Funded Childcare Promises Freedom but it will Bind us to Industry
Canada wants both spouses to work in order to increase GDP since our economy requires continual growth. This also creates a third job because one spouse leaves the home and hires a nanny / day care to watch the kids.
At one point, the spouse who left the home (usually the wife) will realize: I am leaving the home to work outside the home because caring for my children is not adequate work; while at the same I am employing someone to watch my kids.
This realization should lead to the following conclusion: our society exploits the idea of freedom to work away from home in order to grow GDP and deny the biological urge to care for our children. At the same time, it creates jobs of non-parent caretakers of kids, lauding the goodness of this career.
If caring for other people's kids is good, why not ours?
Additionally, offering a $10 a day daycare will require taxes to fund the salaries of non-parents caretakers. This means that the additional GDP growth from a double-income family will eventually create the need for taxes to support this structure, further cementing the need to work.
Work to produce capital does not equal freedom per se. It might in some circumstances. But in the situation I described above, the "goodwilled" enticements to work outside the home uses "freedom" to exploit our desire for it, while at the same time tying us to industry—even if our biology desires to be present with our children.
For some, I grant that cheaper childcare will change their life. Single parents in particular will benefit. However, why not simply fund parents who use childcare through a targeted application? Or increase child benefits?

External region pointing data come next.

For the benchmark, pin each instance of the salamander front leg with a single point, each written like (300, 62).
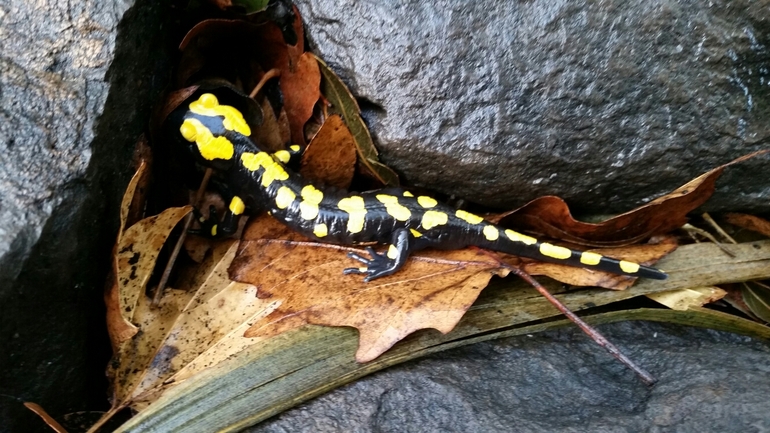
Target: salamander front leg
(380, 265)
(212, 228)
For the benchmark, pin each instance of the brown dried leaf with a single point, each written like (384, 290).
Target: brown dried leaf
(433, 290)
(331, 157)
(136, 254)
(549, 216)
(749, 222)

That sort of action would strengthen families directly and in effect fund a stay-at-home parent.
The answer is clear: no GDP growth. The reason why we have raised the bar on immigration levels is because we need more people to work in order to grow GDP. That runs society. And so our leaders feel pressured to find ways to make the economy better; and better means bigger.

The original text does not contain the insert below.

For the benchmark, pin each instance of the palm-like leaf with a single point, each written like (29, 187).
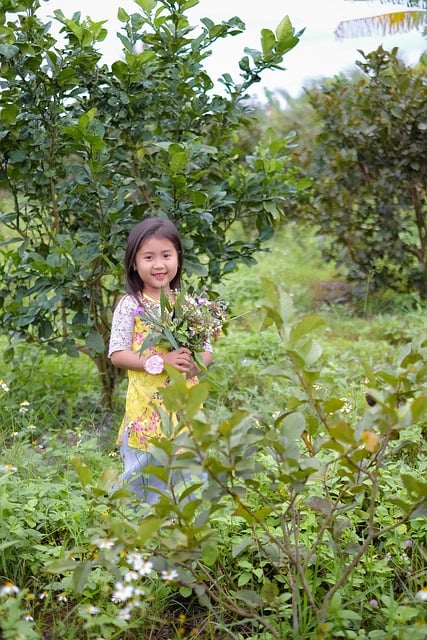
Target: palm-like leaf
(384, 24)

And bigger is not a moral category but a problem that modern technique can solve. In fact, nowadays in order to allow women to work without impediment doctors regularly prescribe synthetic hormones to sterilize women temporarily to avoid the natural process of fertility.
The natural function of a woman's body is impeded by medicine. Granted, this gives a kind of freedom. But it also creates a pressure in industry in which women feel as though they disappoint their peers if they get pregnant since that will draw them away from productive activity for a business. If you don't think that happens, ask a woman in business who has had children.

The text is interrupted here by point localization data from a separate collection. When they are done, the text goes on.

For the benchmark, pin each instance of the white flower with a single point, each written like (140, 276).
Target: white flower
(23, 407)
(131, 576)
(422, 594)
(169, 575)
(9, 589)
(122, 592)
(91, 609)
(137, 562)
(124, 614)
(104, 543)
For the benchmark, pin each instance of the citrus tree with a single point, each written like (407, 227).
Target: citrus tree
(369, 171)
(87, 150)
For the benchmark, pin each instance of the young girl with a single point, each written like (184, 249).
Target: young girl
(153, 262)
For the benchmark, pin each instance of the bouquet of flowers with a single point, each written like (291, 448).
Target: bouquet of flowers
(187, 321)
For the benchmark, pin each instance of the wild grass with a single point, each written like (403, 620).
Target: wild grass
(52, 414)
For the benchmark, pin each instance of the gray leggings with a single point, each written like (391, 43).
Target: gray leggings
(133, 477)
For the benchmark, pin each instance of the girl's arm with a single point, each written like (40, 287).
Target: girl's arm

The point: the freedom to work more in order to create more capital does not equal freedom. Kapital macht frei is a lie. And yet it's not capital's fault, but rather the way in which we have couched freedom in economic activity rather than a more humane category that includes but is not exclusive with economic activity.
Note: Prime Minister Justin Trudeau claims that the government's childcare policy reduces the costs while "creating jobs, growing the middle class, and giving our kids the best start in life." It is clear that creating jobs and growing the middle class in economic terms is a basic goal.